It is always difficult to write about matters relating to same-sex attraction and the Catholic Church. Not because there is any doubt about the moral law or the rectitude of Catholic teaching, but because of two things: 1) the moral depravity of our culture encourages immoral behavior to such an extent that it becomes a mere "lifestyle choice"; and, 2) neither those persons who suffer from such attraction nor most Catholics in general have been formed well enough by the very same Church that should have been more zealous for souls than it has been for the last fifty years. These two factors create a situation where the teaching of the Church-- and the natural law itself-- appears arbitrary and subjects the Church to gleeful attack from her enemies when she does act to uphold the moral law.
Yet, it must be said that the Archdiocese did the right thing in firing the "openly gay" music teacher at St. Ann School in north St. Louis County who publicly announced his fake marriage to another man, whom he describes as his long-term "partner". And expect the Archdiocese to be pilloried in the press. The linked story is from STLToday, and I won't repost it here, but there are a few comments I'd like to add:
1. The teacher is described as "popular". Of course, because we know the Church is "unpopular". The truth is always opposed by the world.
2. The fired teacher wrote his own letter to parents to tell them why he was fired. In this letter, he strongly suggests that this only occurred because someone from the Archdiocese overheard a conversation about the faux wedding, and that the pastor and principal of St. Ann were supportive of the two men:
In his letter to parents, Fischer wrote: "I think the word has been
well spread that this is not the fault of St. Ann School or its
leadership, and I want to emphasize that I get that, too." It added that
the school's principal and the parish priest "are still there for me in
a big way."
The letter encouraged parents to talk to their children.
"A family conversation about whether or not justice was served here
could be a great thing," it read. "I do not want the lesson from this
for the kids to be, 'Keep your mouth shut, hide who you are or what you
think if it will get you in trouble.'"
Now, support of the school is his allegation, and we cannot assume it is true. If it were true, I wish I could say I was surprised. But far from putting the school in a good light, it is a reminder that the Archdiocese should take a far greater interest in what goes on in their schools. A school pastor or principal should be disciplined if they knowingly employ a person who publicly defies Catholic teaching at a Catholic school. Again, we don't know if they did, but there is very troubling indicia of it, including this gem:
Among his roles as an area musician, he is artistic director of the
Gateway Men's Chorus, which, according to the group's website, "affirms
and promotes gay culture and acceptance through excellence in musical
performance and education." A biography of Fischer on the group's
website includes a reference to his partner of 20 years.

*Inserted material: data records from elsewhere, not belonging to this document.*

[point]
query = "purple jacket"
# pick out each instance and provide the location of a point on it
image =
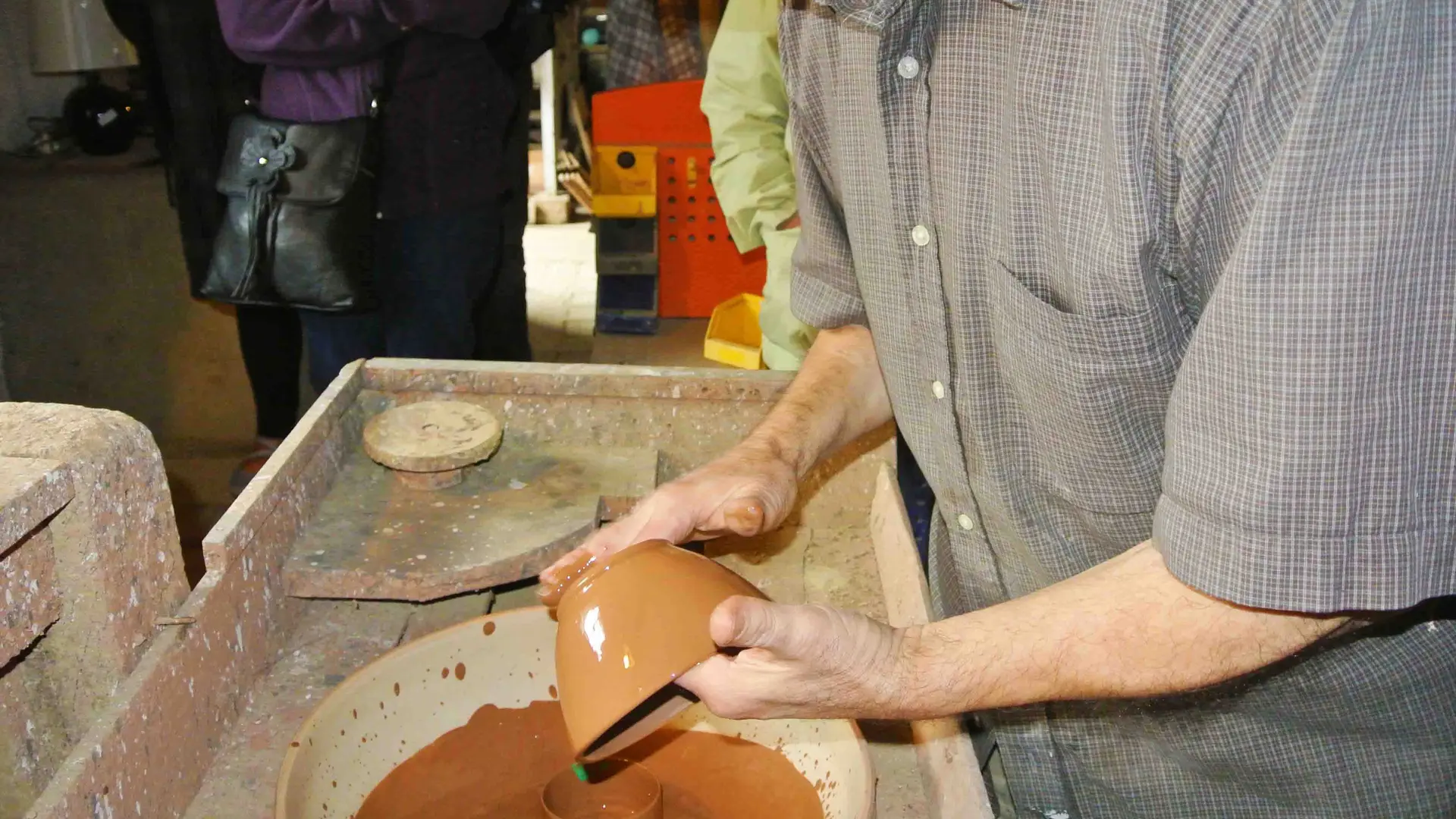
(452, 102)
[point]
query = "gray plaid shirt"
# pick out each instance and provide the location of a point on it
(1180, 270)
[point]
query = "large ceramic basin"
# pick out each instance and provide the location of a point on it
(410, 697)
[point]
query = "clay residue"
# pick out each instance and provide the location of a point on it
(495, 765)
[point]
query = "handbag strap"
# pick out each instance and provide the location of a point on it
(389, 63)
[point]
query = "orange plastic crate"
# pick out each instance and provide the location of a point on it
(698, 264)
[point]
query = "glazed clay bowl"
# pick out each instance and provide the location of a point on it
(617, 789)
(402, 703)
(629, 626)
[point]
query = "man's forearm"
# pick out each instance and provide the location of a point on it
(1125, 629)
(837, 395)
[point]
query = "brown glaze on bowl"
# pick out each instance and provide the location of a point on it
(629, 626)
(615, 789)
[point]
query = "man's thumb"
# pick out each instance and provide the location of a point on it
(746, 623)
(745, 516)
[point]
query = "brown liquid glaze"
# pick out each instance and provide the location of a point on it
(495, 765)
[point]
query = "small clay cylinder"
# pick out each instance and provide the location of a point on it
(615, 789)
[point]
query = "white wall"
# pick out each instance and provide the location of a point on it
(22, 93)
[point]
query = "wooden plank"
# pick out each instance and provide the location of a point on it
(511, 516)
(325, 428)
(952, 777)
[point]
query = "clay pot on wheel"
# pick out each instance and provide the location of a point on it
(629, 626)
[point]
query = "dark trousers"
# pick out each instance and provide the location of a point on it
(436, 275)
(271, 341)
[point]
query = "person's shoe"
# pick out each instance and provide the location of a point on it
(251, 465)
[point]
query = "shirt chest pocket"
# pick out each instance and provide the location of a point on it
(1081, 400)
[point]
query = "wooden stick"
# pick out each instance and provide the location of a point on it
(952, 777)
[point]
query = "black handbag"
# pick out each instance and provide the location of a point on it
(300, 219)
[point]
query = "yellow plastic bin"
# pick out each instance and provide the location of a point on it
(733, 333)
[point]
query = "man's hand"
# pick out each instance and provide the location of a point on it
(746, 493)
(800, 662)
(837, 397)
(1125, 629)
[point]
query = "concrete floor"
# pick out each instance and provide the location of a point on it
(95, 311)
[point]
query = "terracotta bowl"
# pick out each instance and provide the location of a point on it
(629, 627)
(328, 771)
(617, 789)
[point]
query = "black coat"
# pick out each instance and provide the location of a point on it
(194, 88)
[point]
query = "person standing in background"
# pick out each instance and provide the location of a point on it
(654, 41)
(194, 88)
(747, 108)
(457, 77)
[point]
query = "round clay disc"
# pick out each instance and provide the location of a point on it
(431, 436)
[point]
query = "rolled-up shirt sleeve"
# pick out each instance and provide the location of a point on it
(1310, 436)
(325, 34)
(824, 292)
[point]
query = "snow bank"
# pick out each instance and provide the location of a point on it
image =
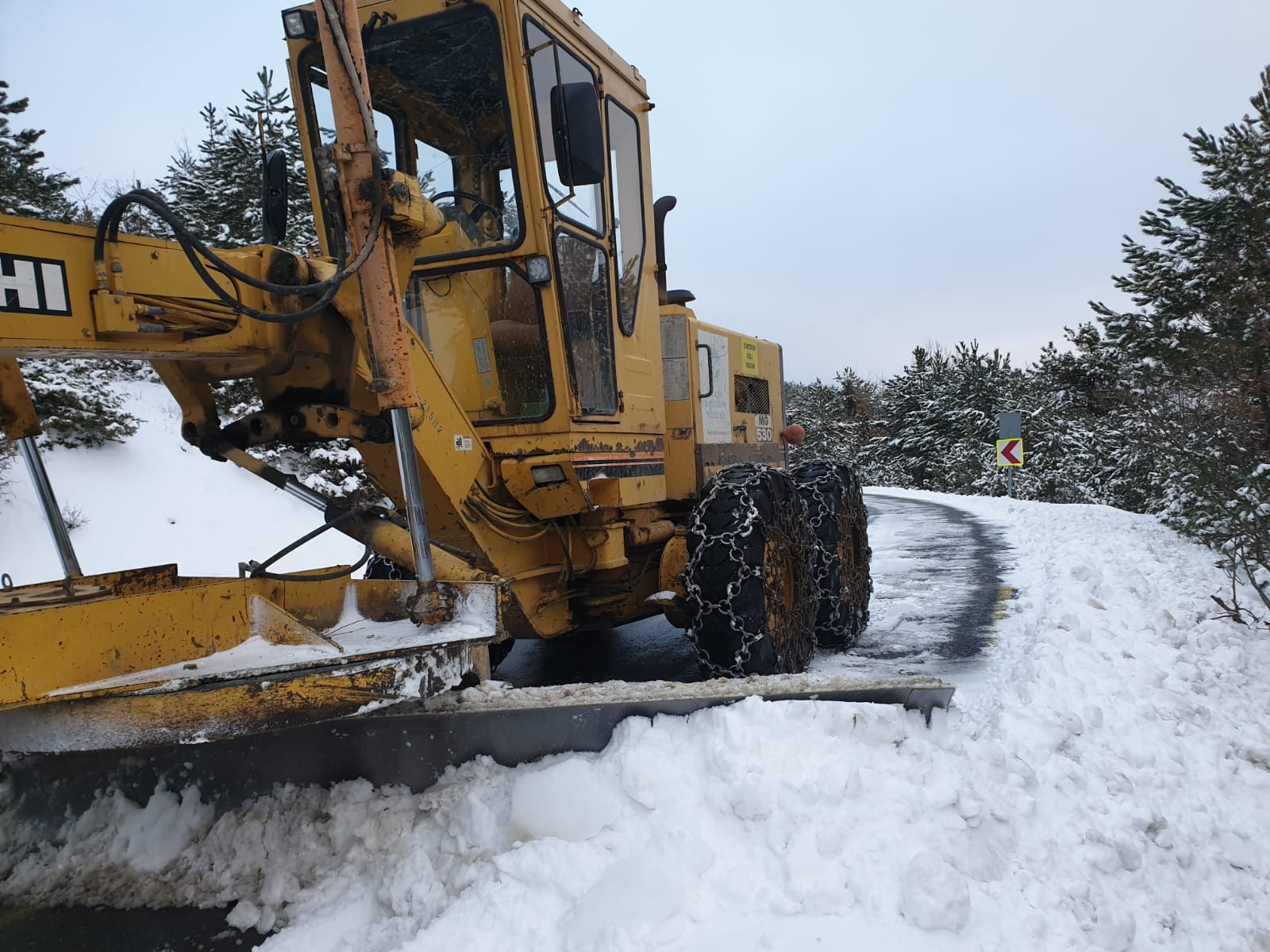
(1102, 784)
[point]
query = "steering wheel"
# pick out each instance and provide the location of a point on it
(480, 207)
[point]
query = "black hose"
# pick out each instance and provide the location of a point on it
(108, 230)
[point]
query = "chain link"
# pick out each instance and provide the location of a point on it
(787, 625)
(832, 492)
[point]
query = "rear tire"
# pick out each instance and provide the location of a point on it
(749, 575)
(840, 522)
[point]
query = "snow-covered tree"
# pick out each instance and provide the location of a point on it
(940, 419)
(1198, 342)
(215, 188)
(837, 418)
(27, 188)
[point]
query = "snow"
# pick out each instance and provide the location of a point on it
(152, 501)
(1102, 782)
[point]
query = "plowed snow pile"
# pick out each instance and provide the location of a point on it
(1103, 784)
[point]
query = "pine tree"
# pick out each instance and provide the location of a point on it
(216, 187)
(837, 418)
(1198, 347)
(27, 188)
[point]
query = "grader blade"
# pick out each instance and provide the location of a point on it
(413, 743)
(150, 658)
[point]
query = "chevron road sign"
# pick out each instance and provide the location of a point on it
(1010, 452)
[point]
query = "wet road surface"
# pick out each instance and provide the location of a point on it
(937, 581)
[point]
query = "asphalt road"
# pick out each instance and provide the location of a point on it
(937, 581)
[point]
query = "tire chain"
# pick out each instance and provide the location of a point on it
(793, 654)
(816, 482)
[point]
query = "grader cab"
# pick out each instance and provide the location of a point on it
(562, 444)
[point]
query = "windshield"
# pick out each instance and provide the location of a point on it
(441, 114)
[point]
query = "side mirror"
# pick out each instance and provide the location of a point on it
(579, 137)
(273, 197)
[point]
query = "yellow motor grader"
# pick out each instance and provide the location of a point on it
(564, 444)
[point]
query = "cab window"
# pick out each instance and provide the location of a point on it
(552, 69)
(628, 190)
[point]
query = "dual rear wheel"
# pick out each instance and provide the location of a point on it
(778, 565)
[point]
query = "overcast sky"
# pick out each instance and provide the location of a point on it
(855, 178)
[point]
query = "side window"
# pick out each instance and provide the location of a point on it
(552, 67)
(587, 323)
(628, 187)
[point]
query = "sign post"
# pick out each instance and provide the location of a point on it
(1010, 446)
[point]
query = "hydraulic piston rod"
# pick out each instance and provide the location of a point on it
(48, 505)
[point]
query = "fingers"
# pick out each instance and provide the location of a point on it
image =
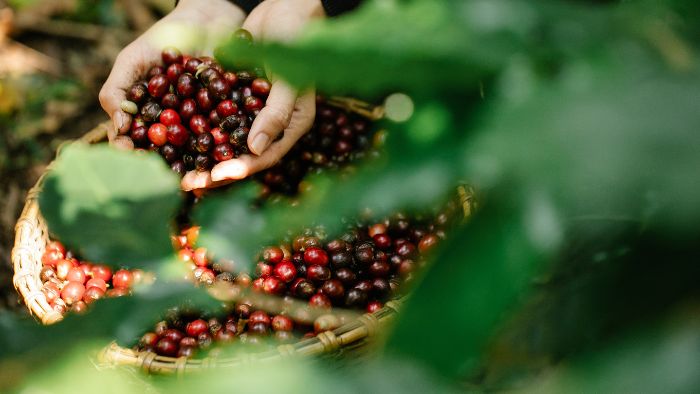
(130, 63)
(249, 164)
(273, 118)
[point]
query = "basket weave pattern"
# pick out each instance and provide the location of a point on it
(32, 236)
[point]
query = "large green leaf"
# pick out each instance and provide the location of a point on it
(111, 206)
(476, 279)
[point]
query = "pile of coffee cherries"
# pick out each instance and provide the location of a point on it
(196, 114)
(359, 270)
(70, 283)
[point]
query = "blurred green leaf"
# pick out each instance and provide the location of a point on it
(124, 319)
(654, 360)
(111, 206)
(477, 277)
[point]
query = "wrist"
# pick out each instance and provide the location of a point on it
(220, 12)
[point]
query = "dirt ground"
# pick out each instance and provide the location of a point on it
(55, 56)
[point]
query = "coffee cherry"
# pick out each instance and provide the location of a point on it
(170, 101)
(122, 279)
(47, 273)
(346, 276)
(226, 108)
(320, 301)
(169, 117)
(166, 347)
(137, 93)
(282, 323)
(261, 87)
(427, 243)
(76, 274)
(158, 134)
(374, 306)
(199, 124)
(315, 255)
(192, 65)
(188, 109)
(186, 85)
(158, 86)
(326, 323)
(379, 269)
(63, 267)
(318, 273)
(252, 104)
(355, 298)
(272, 285)
(72, 292)
(196, 327)
(273, 254)
(150, 111)
(258, 329)
(223, 152)
(173, 72)
(285, 271)
(333, 288)
(103, 272)
(219, 88)
(259, 317)
(383, 241)
(93, 294)
(302, 288)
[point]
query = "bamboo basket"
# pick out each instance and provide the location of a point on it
(32, 236)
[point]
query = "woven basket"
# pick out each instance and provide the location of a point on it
(31, 238)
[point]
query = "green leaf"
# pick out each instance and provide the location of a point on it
(477, 277)
(111, 206)
(124, 319)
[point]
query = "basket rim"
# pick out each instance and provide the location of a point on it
(31, 237)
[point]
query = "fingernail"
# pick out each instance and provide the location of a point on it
(232, 169)
(259, 144)
(118, 120)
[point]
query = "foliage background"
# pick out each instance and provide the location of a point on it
(577, 123)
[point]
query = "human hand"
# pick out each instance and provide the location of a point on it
(193, 26)
(286, 110)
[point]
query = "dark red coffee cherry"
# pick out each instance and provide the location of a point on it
(199, 124)
(166, 347)
(170, 100)
(158, 134)
(150, 111)
(285, 271)
(171, 55)
(177, 134)
(219, 88)
(186, 85)
(158, 86)
(355, 298)
(252, 104)
(317, 273)
(169, 117)
(192, 65)
(196, 327)
(320, 301)
(205, 142)
(315, 255)
(333, 288)
(282, 323)
(173, 72)
(259, 317)
(223, 152)
(137, 93)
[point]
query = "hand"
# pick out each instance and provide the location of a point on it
(286, 110)
(192, 26)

3. It is a mistake to think that the public espousal of sodomy by a music teacher at a Catholic school is irrelevant to his qualifications to teach there. As you can see by his letter, he attempts (and almost certainly has attempted throughout) to persuade Catholic students that their Church is wrong in defending marriage. Does the Archdiocese want to pay someone to do that? This action shows they don't, and they deserve credit.
4. The Church around the world, including in this country, has presided over the general emasculation of the faith-- I mean this in every sense of the term. Our defense of doctrine is anemic; our priests have lost physical and mental vigor; our liturgy is emasculated; heresy is not only not rooted out but is even countenanced. Items like this no longer surprise, and what does surprise is that the only surprise is when the Church takes a stand at last-- like on the contraception mandate. We continue to reap the whirlwind.
5. The persecution is upon us. The time has come to defend the faith without regard to the cost. The Archbishop and those at the Archdiocese deserve credit for this decision, but they should also use the occasion to conduct a systematic and immediate review of the staff of every school.